Time–frequency analysis for music signals

From HandWiki

Time–frequency analysis for music signals is one of the applications of time–frequency analysis. Musical sound can be more complicated than human vocal sound, occupying a wider band of frequency. Music signals are time-varying signals; while the classic Fourier transform is not sufficient to analyze them, time–frequency analysis is an efficient tool for such use. Time–frequency analysis is extended from the classic Fourier approach. Short-time Fourier transform (STFT), Gabor transform (GT) and Wigner distribution function (WDF) are famous time–frequency methods, useful for analyzing music signals such as notes played on a piano, a flute or a guitar.

Knowledge about music signal

Music is a type of sound that has some stable frequencies in a time period. Music can be produced by several methods. For example, the sound of a piano is produced by striking strings, and the sound of a violin is produced by bowing. All musical sounds have their fundamental frequency and overtones. Fundamental frequency is the lowest frequency in harmonic series. In a periodic signal, the fundamental frequency is the inverse of the period length. Overtones are integer multiples of the fundamental frequency.

Table. 1 the fundamental frequency and overtone
Frequency Order
f = 440 Hz N = 1 Fundamental frequency 1st harmonic
f = 880 Hz N = 2 1st overtone 2nd harmonic
f = 1320 Hz N = 3 2nd overtone 3rd harmonic
f = 1760 Hz N = 4 3rd overtone 4th harmonic

In musical theory, pitch represents the perceived fundamental frequency of a sound. However the actual fundamental frequency may differ from the perceived fundamental frequency because of overtones.

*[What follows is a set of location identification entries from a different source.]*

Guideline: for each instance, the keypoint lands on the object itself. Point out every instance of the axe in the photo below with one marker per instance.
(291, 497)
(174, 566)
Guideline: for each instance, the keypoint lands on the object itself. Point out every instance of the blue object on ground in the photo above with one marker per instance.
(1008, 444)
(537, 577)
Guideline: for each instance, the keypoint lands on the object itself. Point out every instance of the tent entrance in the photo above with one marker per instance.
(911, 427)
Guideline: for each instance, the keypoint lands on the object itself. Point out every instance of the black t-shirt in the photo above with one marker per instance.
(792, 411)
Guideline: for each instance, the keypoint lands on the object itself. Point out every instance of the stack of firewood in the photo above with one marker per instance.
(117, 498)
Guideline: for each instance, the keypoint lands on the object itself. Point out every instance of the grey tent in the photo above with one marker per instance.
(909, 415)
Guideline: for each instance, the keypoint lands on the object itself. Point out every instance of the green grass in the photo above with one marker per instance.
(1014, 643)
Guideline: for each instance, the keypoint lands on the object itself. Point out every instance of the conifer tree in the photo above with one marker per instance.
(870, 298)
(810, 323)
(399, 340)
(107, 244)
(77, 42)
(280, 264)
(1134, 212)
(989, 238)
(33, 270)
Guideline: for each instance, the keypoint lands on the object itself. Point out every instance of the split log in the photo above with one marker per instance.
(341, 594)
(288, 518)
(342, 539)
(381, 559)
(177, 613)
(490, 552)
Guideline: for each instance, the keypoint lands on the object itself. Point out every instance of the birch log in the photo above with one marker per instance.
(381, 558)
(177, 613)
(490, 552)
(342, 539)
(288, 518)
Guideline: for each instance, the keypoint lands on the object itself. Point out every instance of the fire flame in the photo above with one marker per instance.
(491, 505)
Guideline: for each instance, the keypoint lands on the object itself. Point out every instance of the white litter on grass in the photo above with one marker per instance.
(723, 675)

Short-time Fourier transform

Fig.1 Waveform of the audio file ""
Fig.2 Gabor transform of ""
Fig. 3 Spectrogram of ""

Continuous STFT

Short-time Fourier transform is a basic type of time–frequency analysis. If there is a continuous signal x(t), we can compute the short-time Fourier transform by

[math]\displaystyle{ \mathbf{STFT} \left \{ x(t) \right \} \equiv X(t, f) = \int_{-\infty}^{\infty} x(\tau) w(t-\tau) e^{-j 2 \pi f \tau} \, d \tau }[/math]

where w(t) is a window function. When the w(t) is a rectangular function, the transform is called Rec-STFT. When the w(t) is a Gaussian function, the transform is called Gabor transform.

Discrete STFT

However, normally the musical signal we have is not a continuous signal. It is sampled in a sampling frequency. Therefore, we can’t use the formula to compute the Rec-short-time Fourier transform. We change the original form to

[math]\displaystyle{ X(n \, \Delta t,m \, \Delta f) = \sum_{p=n-Q}^{n+Q} x(p \, \Delta t) e^{-j 2 \pi p m \, \Delta t \, \Delta f} \, \Delta t }[/math]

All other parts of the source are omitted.